Lo inusual de esta operación es que no ofrece ganancia inmediata. Frente a lo que sucede en la mayoría de las ofertas públicas de adquisición, aquí existe una prima negativa del 8% respecto al precio de cierre del viernes. Los accionistas no recibirían un beneficio tangible hoy, sino que tendrían que confiar en que la revalorización futura de las acciones del BBVA y el desempeño de la entidad fusionada compensarán esa pérdida inicial. Es una apuesta a largo plazo en un contexto donde los inversores minoritarios y organizaciones empresariales como Foment ya han expresado su descontento con los términos del canje.

El calendario de octubre será intenso. La normativa española permite al oferente modificar las condiciones de la operación hasta cinco días hábiles antes del cierre del período de aceptación. El presidente del BBVA, Carlos Torres, afirmó el viernes que no habrá cambios en la propuesta, pero esa posición podría verse sometida a presión según avance el mes y se conozcan las intenciones de los grandes fondos de inversión. La cadencia con la que estos accionistas institucionales vayan aceptando o rechazando la oferta será determinante para el resultado final.

El 18 de septiembre llegará el primer hito importante: el Consejo del Banc Sabadell emitirá su informe sobre la operación. Su presidente, Josep Oliu, ya ha adelantado que será negativo, calificando esta oferta como peor que la que fue rechazada en mayo de 2024. Aunque el BBVA ha ajustado las cuantías para reflejar los reparos de dividendos de ambas entidades, incluyendo los 2.500 millones de euros que el Sabadell repartirá a partir de 2026 tras la venta de TSB, su banco británico, el Consejo mantiene su posición crítica.

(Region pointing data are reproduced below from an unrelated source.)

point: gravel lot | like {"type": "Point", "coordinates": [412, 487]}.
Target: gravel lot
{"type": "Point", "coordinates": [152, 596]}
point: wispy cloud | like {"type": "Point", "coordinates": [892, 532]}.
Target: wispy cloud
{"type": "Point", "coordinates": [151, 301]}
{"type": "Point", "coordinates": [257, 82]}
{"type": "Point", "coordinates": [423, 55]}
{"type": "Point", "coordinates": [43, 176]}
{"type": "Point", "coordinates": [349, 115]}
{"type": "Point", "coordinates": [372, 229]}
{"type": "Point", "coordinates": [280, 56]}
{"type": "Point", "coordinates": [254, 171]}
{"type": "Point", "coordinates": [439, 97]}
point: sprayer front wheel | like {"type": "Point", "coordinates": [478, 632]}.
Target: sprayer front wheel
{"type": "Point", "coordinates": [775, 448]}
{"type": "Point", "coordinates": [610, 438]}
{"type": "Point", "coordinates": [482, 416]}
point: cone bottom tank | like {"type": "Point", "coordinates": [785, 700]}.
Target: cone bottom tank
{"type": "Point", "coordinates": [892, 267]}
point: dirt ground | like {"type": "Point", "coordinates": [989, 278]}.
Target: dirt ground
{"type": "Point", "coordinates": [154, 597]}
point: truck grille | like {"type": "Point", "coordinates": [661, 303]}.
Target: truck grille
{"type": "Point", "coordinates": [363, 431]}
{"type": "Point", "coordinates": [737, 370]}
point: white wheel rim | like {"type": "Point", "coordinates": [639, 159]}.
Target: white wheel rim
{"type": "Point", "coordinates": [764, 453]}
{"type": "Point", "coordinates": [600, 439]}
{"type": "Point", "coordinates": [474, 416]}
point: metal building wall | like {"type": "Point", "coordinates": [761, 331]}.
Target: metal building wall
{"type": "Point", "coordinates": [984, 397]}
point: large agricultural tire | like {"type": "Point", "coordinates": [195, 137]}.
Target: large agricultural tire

La respuesta definitiva llegará el 14 de octubre, cuando se conocerán los resultados de la aceptación. Torres se ha comprometido a que si la operación supera el 50% de aceptación, procederá a la liquidación entre el 17 y el 20 de octubre, momento en el cual el BBVA tomaría el control del banco catalán. Si no alcanza ese umbral, el BBVA se retiraría por segunda vez de esta operación. Después de dieciséis meses de negociaciones, el próximo mes decidirá si esta fusión llega a buen puerto o si ambas entidades continúan su camino por separado.

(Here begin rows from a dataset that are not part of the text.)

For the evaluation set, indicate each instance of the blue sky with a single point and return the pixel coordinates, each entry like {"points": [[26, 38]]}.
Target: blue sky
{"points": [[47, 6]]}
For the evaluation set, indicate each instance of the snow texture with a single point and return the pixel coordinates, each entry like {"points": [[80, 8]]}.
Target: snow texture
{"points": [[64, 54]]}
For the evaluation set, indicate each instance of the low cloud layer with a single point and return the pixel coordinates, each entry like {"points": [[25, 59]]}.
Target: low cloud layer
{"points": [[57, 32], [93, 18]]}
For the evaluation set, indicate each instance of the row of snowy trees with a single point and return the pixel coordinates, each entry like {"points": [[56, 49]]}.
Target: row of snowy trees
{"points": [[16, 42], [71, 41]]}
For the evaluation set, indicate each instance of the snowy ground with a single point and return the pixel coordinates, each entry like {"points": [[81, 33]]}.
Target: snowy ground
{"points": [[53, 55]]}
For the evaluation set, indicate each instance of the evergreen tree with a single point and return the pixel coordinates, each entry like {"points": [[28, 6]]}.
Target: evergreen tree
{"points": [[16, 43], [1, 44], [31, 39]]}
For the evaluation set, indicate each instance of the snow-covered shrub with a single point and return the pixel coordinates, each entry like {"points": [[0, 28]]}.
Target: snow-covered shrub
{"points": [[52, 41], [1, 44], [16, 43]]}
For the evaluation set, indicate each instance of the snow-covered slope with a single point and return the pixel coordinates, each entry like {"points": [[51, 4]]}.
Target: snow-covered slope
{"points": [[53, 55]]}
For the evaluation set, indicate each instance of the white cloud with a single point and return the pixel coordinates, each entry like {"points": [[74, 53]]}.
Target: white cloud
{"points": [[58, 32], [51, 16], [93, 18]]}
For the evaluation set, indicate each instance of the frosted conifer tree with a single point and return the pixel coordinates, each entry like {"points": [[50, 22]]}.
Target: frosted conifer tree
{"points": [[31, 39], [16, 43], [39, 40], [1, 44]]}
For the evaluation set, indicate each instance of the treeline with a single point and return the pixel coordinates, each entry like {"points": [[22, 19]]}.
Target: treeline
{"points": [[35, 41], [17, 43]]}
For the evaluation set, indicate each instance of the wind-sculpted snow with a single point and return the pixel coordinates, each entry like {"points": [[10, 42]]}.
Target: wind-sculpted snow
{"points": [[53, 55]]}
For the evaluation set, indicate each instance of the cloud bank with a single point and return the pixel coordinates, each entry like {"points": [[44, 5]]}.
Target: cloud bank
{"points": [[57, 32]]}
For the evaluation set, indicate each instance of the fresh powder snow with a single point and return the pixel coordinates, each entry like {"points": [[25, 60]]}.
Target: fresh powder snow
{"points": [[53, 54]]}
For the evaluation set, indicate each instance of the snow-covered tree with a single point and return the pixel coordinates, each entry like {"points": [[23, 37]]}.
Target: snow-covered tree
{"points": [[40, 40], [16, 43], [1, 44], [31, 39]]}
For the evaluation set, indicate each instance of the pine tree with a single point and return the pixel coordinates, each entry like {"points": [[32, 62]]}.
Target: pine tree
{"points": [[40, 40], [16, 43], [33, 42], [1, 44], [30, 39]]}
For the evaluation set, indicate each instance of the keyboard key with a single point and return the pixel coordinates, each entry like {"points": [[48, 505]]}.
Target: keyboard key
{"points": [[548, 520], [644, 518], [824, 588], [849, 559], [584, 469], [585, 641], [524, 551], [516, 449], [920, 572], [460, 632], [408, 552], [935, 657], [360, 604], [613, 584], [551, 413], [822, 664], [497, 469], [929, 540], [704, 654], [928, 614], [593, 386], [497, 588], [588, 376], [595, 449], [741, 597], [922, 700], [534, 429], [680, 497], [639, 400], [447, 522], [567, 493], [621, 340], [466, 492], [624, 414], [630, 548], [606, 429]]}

Peor que la rechazada en mayo de 2024
— Josep Oliu, presidente del Banc Sabadell, sobre la OPA del BBVA
No habrá modificación de la oferta
— Carlos Torres, presidente del BBVA
A Conversa do Hearth Outra perspectiva sobre a história
Inventor

¿Por qué una prima negativa? Eso parece contraproducente para convencer a los accionistas.

Model

Porque el BBVA cree que el valor real está en el futuro. No es dinero hoy, es la promesa de que la acción del BBVA subirá y que la entidad fusionada creará valor. Es un acto de fe.

Inventor

¿Y si los accionistas no tienen esa fe?

Model

Entonces rechazan la oferta. Por eso Torres dice que no cambiará los términos, pero todos saben que si los grandes fondos empiezan a rechazar, la presión será insoportable.

Inventor

¿Qué pasa si no se alcanza el 50%?

Model

El BBVA se va. Ya lo intentó una vez en mayo de 2024 y fracasó. Esta es la segunda oportunidad, y si falla, probablemente no habrá tercera.

Inventor

¿Entonces el Consejo del Sabadell ya ha decidido?

Model

Su informe será negativo, sí. Pero eso no vincula a los accionistas. Algunos pueden pensar que el Consejo está siendo demasiado conservador. El verdadero voto es el de los inversores institucionales.